Quando um DTO começa a fazer mais sentido

  • Dados vêm de vários models
  • Existem agregações ou cálculos
  • A resposta não mapeia 1:1 com uma entidade
  • Dashboards, relatórios ou integrações

Em aplicações simples, o serializer resolve bem.
Conforme a complexidade aumenta, o DTO tende a organizar melhor o fluxo.


DTO vs Repository

Aqui costuma surgir bastante confusão.

Repository

Repository é uma abstração para acesso a dados.

class UserRepository
  def active_users
    User.where(active: true)
  end
end

Responsabilidades do Repository:

  • Buscar dados
  • Persistir dados
  • Centralizar queries
  • Esconder detalhes do ActiveRecord

O Repository responde à pergunta:
“de onde esses dados vêm?”


DTO

class DashboardDTO
  attr_reader :total_users, :active_users

  def initialize(total_users:, active_users:)
    @total_users = total_users
    @active_users = active_users
  end
end

O DTO responde a outra pergunta:
“como esses dados precisam ser transportados?”

Comparação direta

Aspecto Repository DTO
Fala com banco Sim Não
Contém queries Sim Não
Transporta dados Não Sim
Pode ter regra de negócio Às vezes Não
Depende de ActiveRecord Geralmente Não

Eles não competem.

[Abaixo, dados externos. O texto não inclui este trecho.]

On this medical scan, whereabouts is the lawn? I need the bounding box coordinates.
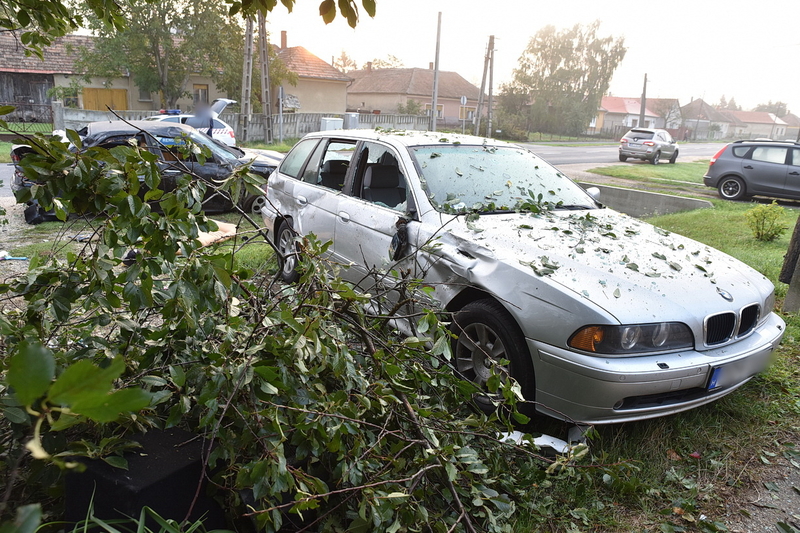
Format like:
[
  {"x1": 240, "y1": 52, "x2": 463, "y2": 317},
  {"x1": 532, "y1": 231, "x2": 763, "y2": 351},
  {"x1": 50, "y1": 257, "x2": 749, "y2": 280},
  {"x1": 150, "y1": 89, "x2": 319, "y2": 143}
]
[{"x1": 587, "y1": 161, "x2": 708, "y2": 185}]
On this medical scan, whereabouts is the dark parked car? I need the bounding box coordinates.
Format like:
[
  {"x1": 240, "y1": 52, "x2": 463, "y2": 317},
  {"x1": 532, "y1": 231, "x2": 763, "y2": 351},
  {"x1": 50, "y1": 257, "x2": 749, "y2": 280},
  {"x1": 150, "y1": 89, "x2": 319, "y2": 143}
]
[
  {"x1": 619, "y1": 128, "x2": 679, "y2": 165},
  {"x1": 11, "y1": 121, "x2": 282, "y2": 223},
  {"x1": 703, "y1": 140, "x2": 800, "y2": 200},
  {"x1": 262, "y1": 130, "x2": 785, "y2": 423}
]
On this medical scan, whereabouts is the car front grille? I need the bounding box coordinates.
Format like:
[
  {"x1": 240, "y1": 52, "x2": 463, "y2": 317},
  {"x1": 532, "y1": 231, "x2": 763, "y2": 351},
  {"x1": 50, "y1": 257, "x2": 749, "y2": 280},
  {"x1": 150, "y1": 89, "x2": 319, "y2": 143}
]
[{"x1": 705, "y1": 304, "x2": 760, "y2": 346}]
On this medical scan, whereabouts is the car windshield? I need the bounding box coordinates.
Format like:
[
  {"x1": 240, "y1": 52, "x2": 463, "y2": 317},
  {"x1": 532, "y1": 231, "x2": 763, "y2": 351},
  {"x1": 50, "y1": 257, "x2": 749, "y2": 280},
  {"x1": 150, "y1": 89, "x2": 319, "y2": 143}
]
[
  {"x1": 411, "y1": 145, "x2": 596, "y2": 213},
  {"x1": 158, "y1": 131, "x2": 238, "y2": 163}
]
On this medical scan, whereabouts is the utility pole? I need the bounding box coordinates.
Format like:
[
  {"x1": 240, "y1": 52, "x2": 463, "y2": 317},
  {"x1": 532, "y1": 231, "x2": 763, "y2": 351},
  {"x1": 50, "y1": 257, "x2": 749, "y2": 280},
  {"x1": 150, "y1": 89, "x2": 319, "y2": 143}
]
[
  {"x1": 473, "y1": 35, "x2": 494, "y2": 135},
  {"x1": 431, "y1": 11, "x2": 442, "y2": 131},
  {"x1": 258, "y1": 11, "x2": 273, "y2": 144},
  {"x1": 486, "y1": 43, "x2": 494, "y2": 138},
  {"x1": 238, "y1": 17, "x2": 253, "y2": 142},
  {"x1": 639, "y1": 74, "x2": 647, "y2": 128}
]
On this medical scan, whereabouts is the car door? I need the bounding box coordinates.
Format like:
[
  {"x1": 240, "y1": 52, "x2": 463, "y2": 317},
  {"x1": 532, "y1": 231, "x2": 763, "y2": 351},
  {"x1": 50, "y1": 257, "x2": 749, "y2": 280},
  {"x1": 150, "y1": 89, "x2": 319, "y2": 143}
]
[
  {"x1": 742, "y1": 145, "x2": 789, "y2": 196},
  {"x1": 270, "y1": 138, "x2": 356, "y2": 254},
  {"x1": 334, "y1": 142, "x2": 418, "y2": 300},
  {"x1": 785, "y1": 148, "x2": 800, "y2": 198}
]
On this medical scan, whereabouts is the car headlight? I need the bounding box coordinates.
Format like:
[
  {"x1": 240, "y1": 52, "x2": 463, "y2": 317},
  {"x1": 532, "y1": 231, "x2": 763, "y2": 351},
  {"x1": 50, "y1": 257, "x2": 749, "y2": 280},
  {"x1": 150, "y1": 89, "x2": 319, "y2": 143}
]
[{"x1": 567, "y1": 322, "x2": 694, "y2": 355}]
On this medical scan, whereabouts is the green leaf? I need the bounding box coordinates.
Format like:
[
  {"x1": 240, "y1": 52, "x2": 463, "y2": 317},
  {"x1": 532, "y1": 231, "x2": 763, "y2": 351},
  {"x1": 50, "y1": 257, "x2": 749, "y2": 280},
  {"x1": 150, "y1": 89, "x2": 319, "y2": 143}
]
[
  {"x1": 47, "y1": 357, "x2": 125, "y2": 405},
  {"x1": 8, "y1": 340, "x2": 56, "y2": 405},
  {"x1": 72, "y1": 389, "x2": 151, "y2": 422}
]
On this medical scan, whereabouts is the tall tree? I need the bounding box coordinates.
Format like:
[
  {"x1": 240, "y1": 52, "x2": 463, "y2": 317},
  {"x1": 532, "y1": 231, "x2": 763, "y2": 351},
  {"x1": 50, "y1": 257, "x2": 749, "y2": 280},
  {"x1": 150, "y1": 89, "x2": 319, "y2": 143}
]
[
  {"x1": 0, "y1": 0, "x2": 375, "y2": 56},
  {"x1": 513, "y1": 21, "x2": 627, "y2": 134},
  {"x1": 333, "y1": 50, "x2": 358, "y2": 72}
]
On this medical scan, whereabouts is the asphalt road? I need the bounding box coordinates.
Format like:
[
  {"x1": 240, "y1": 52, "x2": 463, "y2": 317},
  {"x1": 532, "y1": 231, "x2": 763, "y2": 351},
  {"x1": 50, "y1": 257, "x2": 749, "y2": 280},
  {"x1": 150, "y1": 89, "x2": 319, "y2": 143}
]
[
  {"x1": 520, "y1": 143, "x2": 724, "y2": 166},
  {"x1": 0, "y1": 143, "x2": 723, "y2": 197}
]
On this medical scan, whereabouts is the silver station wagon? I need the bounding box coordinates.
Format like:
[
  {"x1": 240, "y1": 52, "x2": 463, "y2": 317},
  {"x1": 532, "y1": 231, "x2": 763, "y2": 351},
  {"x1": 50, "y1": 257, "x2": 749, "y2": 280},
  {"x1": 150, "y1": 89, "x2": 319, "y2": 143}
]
[{"x1": 262, "y1": 130, "x2": 785, "y2": 423}]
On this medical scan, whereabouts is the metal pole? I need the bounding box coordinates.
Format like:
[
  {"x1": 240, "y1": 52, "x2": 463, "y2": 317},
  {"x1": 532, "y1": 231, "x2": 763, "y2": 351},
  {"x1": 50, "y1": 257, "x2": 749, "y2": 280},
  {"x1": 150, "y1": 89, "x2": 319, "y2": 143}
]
[
  {"x1": 431, "y1": 11, "x2": 442, "y2": 131},
  {"x1": 239, "y1": 17, "x2": 253, "y2": 142},
  {"x1": 486, "y1": 39, "x2": 494, "y2": 138},
  {"x1": 258, "y1": 11, "x2": 273, "y2": 144},
  {"x1": 639, "y1": 74, "x2": 647, "y2": 128},
  {"x1": 473, "y1": 35, "x2": 494, "y2": 135}
]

Cada um resolve um problema diferente.


Um fluxo bem organizado usando Entity, Repository e DTO

Controller
   ↓
Service (caso de uso)
   ↓
Repository (acesso a dados)
   ↓
Entity (regras do domínio)
   ↓
DTO (formato de transporte)
   ↓
Controller / API

Exemplo prático

class DashboardService
  def initialize(user_repository:)
    @user_repository = user_repository
  end

  def call
    users = @user_repository.active_users

    DashboardDTO.new(
      total_users: users.count,
      active_users: users.map(&:id)
    )
  end
end

Erros comuns

Repository virando DTO

def dashboard_data
  {
    total: User.count,
    active: User.where(active: true).count
  }
end

Aqui tudo acaba misturado: acesso a dados, regra e formato de saída.


DTO com regra de negócio

class UserDTO
  def adult?
    age >= 18
  end
end

Esse tipo de regra pertence à Entity, não ao DTO.


Rails tem um padrão oficial para DTO?

Não.

Rails segue a estrutura clássica:

  • Model
  • Controller
  • View / Serializer

Na prática, projetos médios e grandes costumam adotar uma separação mais explícita.


Organização comum em projetos Rails mais maduros

app/
 ├── entities/
 ├── repositories/
 ├── services/
 ├── dtos/
 └── serializers/

DTO como Struct

UserDTO = Struct.new(:id, :name, :email, keyword_init: true)

Simples, legível e suficiente para muitos casos.


Quando DTO é exagero

  • CRUD simples
  • Model direto para JSON
  • Aplicação pequena
  • Sem agregações ou múltiplas fontes de dados

Nesses casos, um serializer costuma resolver melhor.


Quando DTO realmente ajuda

  • Domínio mais complexo
  • Dashboards e relatórios
  • Integrações externas
  • Respostas que combinam vários models
  • Necessidade de reduzir acoplamento com ActiveRecord

Uma regra prática para não se perder

  • Entity: o que é
  • Repository: de onde vem
  • Service: o que acontece
  • DTO: como os dados viajam

Conclusão

DTO não é moda e não é obrigatório no Rails.

É apenas uma ferramenta para organizar melhor o código quando a complexidade começa a aparecer.
Se resolver um problema real, vale usar. Se não, provavelmente é só mais uma camada sem necessidade.